Property owned by the city of Mobile could cost $200 million in maintenance over the next 10 years, members of the Mobile City Council learned Tuesday afternoon.
Commercial real estate firm CBRE presented councilors with the results of a facilities assessment Tuesday, following the regularly scheduled council meeting.
The $200 million in expected maintenance comes from $83 million in deferred maintenance to get city owned structures up to acceptable measures, CBRE Executive Vice President Michael McShea told councilors. Of that, $25 million would go to the 53-year-old Mobile Civic Center. Another $117 million comes from projected routine maintenance, he said.
The firm assessed more than 127 facilities and produced 124 reports, McShea said. The reports looked at conditions of each facility and gave an estimated cost to repair or replace the facility. From those reports, CBRE found that 41 percent of the city’s buildings were in good condition and 29 percent were in need of more than a total $52 million in deferred maintenance costs, McShea said.
The firm reviewed 4,417 acres of mostly vacant land across 1,159 parcels, CBRE First Vice President Lee Ann Korst said. The firm assessed more than 367 city-owned buildings that took up 3.8 million square feet of space, she said.
CBRE gave councilors a number of suggestions for how to offset some of the maintenance issues that could become a problem. One solution would be to sell off unneeded assets through surplus disposition, McShea said.
McShea said using CBRE’s suggestions on buildings to possibly put up for sale could save the city more than $24 million in maintenance costs.
To begin with, McShea said the city had a number of options when it comes to consolidation and relocation. First on the list, McShea said, would be the Mobile Police Department headquarters on Government Boulevard and St. Anthony Street.
Another headquarters that could be relocated is the Public Works Department, McShea said. The current Public Works building sits on Gayle Street. McShea said it’s flood prone and in the middle of a residential neighborhood.
CBRE suggested the city consider selling off a large number of buildings through surplus disposition. One of which, Korst said, could be the Mobile Public Library administrative offices, which are across the street from the Ben May Main Library branch downtown in a historic house.
Corst said there was space in the main branch of the library to house the administrative offices.
Mayor Sandy Stimpson pointed out that it isn’t feasible to sell off the city’s 1,000 vacant lots individually.
“For us to start selling those as one offs, we’d all be dead before they sold,” he said. “We’re going to have to come up with some creative thinking to bundle some of these properties together.”

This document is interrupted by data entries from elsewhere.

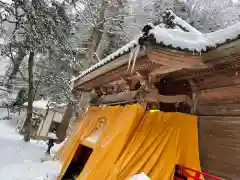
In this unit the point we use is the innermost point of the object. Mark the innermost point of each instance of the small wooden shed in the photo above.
(178, 68)
(46, 117)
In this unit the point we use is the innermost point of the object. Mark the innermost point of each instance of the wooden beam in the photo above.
(176, 62)
(154, 96)
(163, 70)
(106, 68)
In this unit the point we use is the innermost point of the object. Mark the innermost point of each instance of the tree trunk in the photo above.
(28, 123)
(62, 128)
(96, 36)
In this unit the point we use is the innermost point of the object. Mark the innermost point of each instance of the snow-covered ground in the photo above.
(21, 160)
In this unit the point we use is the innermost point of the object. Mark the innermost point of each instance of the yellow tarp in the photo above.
(135, 141)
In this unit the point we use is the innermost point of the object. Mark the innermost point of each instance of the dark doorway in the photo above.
(170, 87)
(78, 162)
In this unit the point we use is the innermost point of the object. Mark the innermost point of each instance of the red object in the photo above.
(182, 171)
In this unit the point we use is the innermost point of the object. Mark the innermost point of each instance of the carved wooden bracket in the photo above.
(152, 95)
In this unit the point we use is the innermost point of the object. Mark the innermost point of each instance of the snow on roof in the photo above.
(176, 38)
(109, 58)
(42, 104)
(194, 41)
(179, 21)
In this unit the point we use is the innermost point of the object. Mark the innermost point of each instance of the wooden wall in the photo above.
(218, 108)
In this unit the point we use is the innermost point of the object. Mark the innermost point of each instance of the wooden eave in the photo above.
(158, 61)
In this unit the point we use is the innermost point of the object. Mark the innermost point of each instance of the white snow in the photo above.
(141, 176)
(179, 21)
(42, 104)
(21, 160)
(52, 135)
(194, 41)
(109, 58)
(93, 139)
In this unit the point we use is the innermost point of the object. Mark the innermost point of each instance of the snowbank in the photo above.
(42, 104)
(120, 51)
(48, 170)
(20, 160)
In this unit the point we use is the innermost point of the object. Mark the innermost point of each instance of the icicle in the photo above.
(130, 58)
(135, 57)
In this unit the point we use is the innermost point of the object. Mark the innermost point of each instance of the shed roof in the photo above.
(180, 36)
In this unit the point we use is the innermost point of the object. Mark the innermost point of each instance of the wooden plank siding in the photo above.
(219, 126)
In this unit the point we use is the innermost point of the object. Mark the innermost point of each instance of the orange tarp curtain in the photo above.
(83, 130)
(114, 140)
(161, 141)
(135, 141)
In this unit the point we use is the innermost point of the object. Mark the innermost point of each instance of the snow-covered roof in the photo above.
(192, 41)
(109, 58)
(42, 104)
(182, 37)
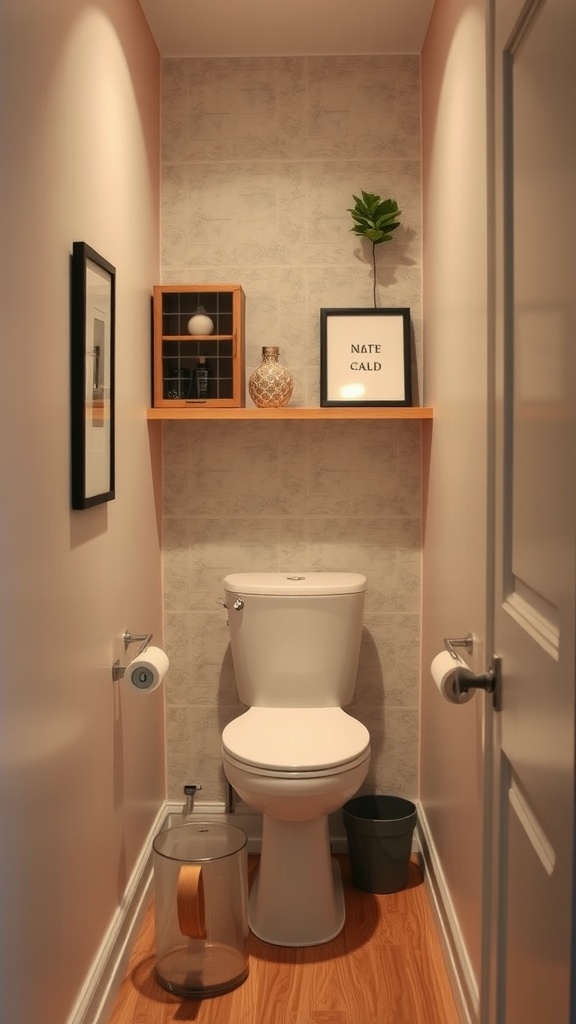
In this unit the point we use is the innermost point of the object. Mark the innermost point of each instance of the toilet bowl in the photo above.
(296, 766)
(295, 755)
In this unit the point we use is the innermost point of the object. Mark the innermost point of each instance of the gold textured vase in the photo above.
(271, 384)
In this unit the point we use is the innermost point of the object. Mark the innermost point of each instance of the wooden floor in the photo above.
(385, 967)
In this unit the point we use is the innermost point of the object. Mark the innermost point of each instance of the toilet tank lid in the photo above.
(295, 584)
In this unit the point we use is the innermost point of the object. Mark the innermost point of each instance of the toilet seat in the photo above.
(301, 742)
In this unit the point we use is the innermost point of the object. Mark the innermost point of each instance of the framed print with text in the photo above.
(365, 357)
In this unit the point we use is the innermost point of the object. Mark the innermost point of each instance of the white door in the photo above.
(535, 506)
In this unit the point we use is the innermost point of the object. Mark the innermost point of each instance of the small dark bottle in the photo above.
(201, 379)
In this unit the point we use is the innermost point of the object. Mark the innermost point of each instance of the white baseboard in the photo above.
(464, 986)
(107, 973)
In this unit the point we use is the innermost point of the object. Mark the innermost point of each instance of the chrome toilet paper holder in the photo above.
(451, 643)
(142, 638)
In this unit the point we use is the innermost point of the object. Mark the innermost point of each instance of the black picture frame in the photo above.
(365, 357)
(92, 377)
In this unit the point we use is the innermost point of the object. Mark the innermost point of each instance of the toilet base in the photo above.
(296, 898)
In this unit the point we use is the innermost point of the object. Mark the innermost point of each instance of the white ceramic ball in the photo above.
(200, 324)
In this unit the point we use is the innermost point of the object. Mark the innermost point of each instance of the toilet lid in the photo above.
(295, 738)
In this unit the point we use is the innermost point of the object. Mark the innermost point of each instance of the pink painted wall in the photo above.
(81, 759)
(454, 162)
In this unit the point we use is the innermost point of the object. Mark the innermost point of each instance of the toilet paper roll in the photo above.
(148, 670)
(443, 671)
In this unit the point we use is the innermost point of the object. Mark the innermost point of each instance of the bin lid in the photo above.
(295, 738)
(295, 584)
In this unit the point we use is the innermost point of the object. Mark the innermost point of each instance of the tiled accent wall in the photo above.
(260, 160)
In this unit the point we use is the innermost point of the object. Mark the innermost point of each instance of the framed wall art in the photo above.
(365, 357)
(92, 343)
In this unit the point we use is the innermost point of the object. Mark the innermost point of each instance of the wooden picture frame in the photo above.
(365, 357)
(92, 377)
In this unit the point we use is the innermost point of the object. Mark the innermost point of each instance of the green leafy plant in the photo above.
(374, 219)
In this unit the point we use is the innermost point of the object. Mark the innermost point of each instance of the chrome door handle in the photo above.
(491, 681)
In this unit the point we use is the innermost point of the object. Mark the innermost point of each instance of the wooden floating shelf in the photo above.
(292, 413)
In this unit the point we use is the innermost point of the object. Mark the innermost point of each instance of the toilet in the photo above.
(295, 755)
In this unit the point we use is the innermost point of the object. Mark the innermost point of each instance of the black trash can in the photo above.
(379, 832)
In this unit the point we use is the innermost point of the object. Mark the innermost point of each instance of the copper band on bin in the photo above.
(190, 898)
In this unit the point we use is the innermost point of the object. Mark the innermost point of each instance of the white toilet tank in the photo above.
(295, 637)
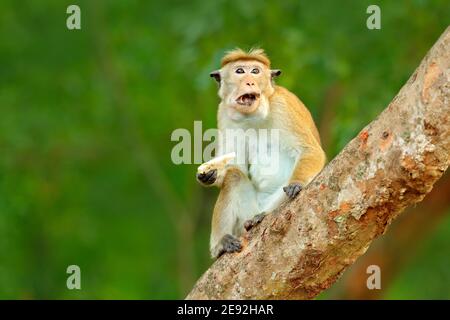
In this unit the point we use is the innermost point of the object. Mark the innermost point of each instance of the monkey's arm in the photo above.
(212, 173)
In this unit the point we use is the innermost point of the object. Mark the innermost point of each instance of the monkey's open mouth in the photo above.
(247, 99)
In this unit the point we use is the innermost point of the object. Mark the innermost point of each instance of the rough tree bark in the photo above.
(304, 246)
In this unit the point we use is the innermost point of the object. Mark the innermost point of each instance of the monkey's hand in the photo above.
(293, 189)
(229, 243)
(254, 221)
(213, 171)
(207, 178)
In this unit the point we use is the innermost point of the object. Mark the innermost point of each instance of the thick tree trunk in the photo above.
(303, 247)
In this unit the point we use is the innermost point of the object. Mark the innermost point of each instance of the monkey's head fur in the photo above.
(245, 80)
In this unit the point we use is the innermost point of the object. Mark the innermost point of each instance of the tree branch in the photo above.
(304, 246)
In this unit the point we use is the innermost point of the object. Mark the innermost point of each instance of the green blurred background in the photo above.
(86, 176)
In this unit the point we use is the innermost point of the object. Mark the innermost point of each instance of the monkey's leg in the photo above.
(308, 166)
(236, 204)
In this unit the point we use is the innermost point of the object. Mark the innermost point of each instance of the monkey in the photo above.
(250, 99)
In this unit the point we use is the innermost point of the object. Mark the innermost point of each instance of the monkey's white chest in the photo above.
(269, 171)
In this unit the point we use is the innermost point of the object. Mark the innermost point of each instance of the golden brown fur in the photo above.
(249, 98)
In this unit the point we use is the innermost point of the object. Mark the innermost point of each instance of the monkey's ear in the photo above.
(216, 75)
(275, 73)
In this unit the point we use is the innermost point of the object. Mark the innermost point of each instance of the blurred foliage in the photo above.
(86, 176)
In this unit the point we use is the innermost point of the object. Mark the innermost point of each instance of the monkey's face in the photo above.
(244, 84)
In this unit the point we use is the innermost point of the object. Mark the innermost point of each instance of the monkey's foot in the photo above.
(207, 177)
(230, 243)
(293, 189)
(254, 221)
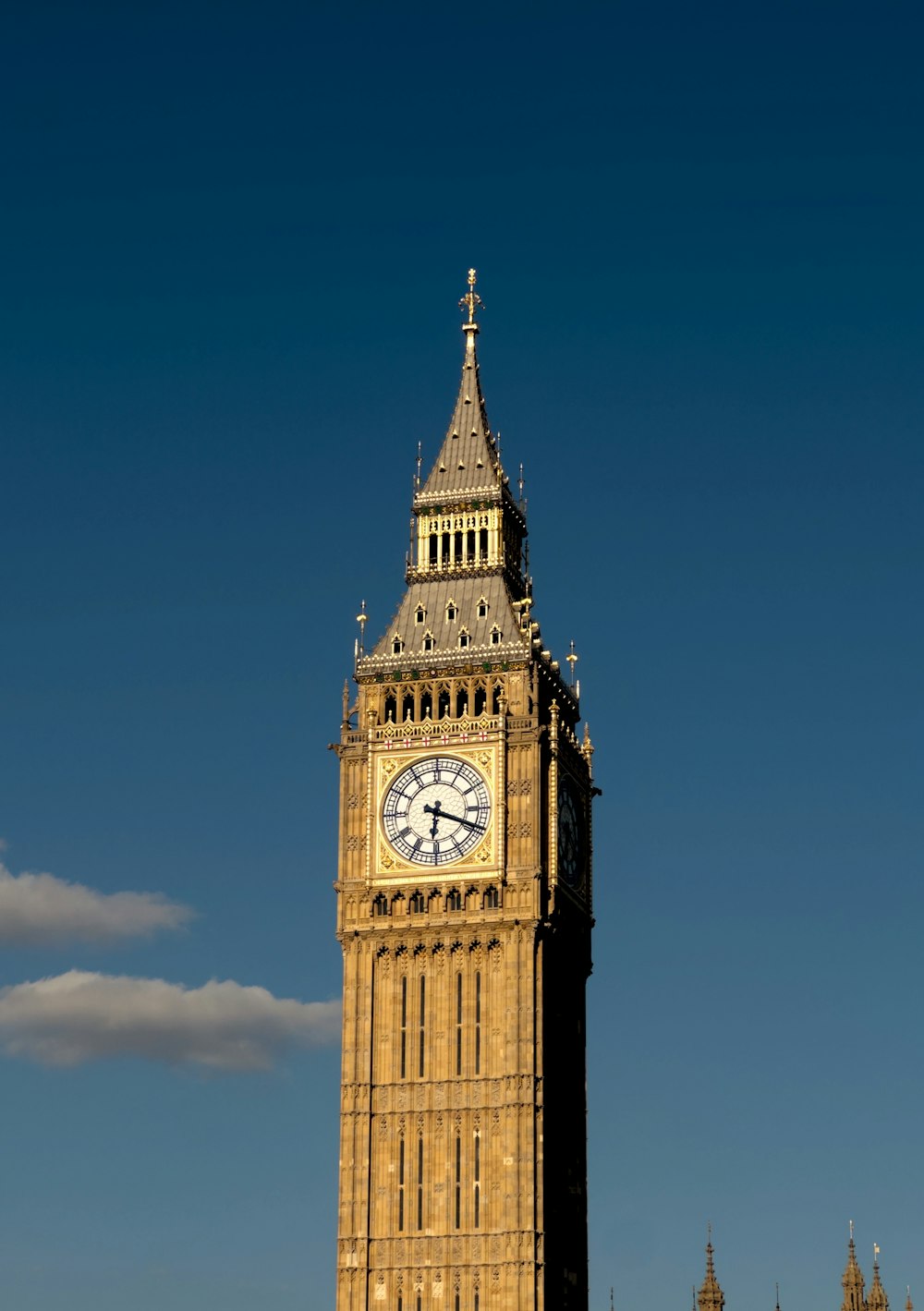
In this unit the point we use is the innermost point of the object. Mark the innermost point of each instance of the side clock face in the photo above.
(570, 832)
(437, 810)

Action services are an option too, Korst said.
Civic Center changes
Korst and McShea also presented possible development options for the Civic Center property. Both options included an arena and theater, but one option had more retail and office space, while the other included a ballpark concept.
McShea seemed to favor the first option, which included 775,000 square feet of office, retail and residential space. The option including a ballpark only had 355,000 square feet of office, retail and residential space.
“You would lose 400,000 square feet of potential development space,” McShea said. “It’s a significant difference.”
Korst said the company plans to release a request for qualifications, or RFQ to thousands of developers some time next month. She said they typically give 90 days for responses. That puts the possible date for proposals at June 2018. There would then be an August award date, she said of the proposed timeline. Construction could begin as soon as March 2020.
Executive Director of Finance Paul Wesch told councilors that the city currently has about a $300 million total budget. Most of the revenue from that budget, or about $225 million, comes from sales tax or business license fees.
Wesch said despite the city’s growth and “it is growing,” he reported, the best Mobile could hope for was for revenues to remain flat over the next five to 10 years. The increasing popularity of e-commerce and the legal challenges expected for attempting to collect sales tax revenue from it could have a detrimental impact on the city’s coffers.
Despite all this, Wesch said the city could find ways to come up with $20 million per year to be used for these maintenance issues.
In a table presented to councilors, Wesch imagines revenues with the addition of a garbage and stormwater maintenance fees, early disposition of property and savings from a reduction in the police jurisdiction.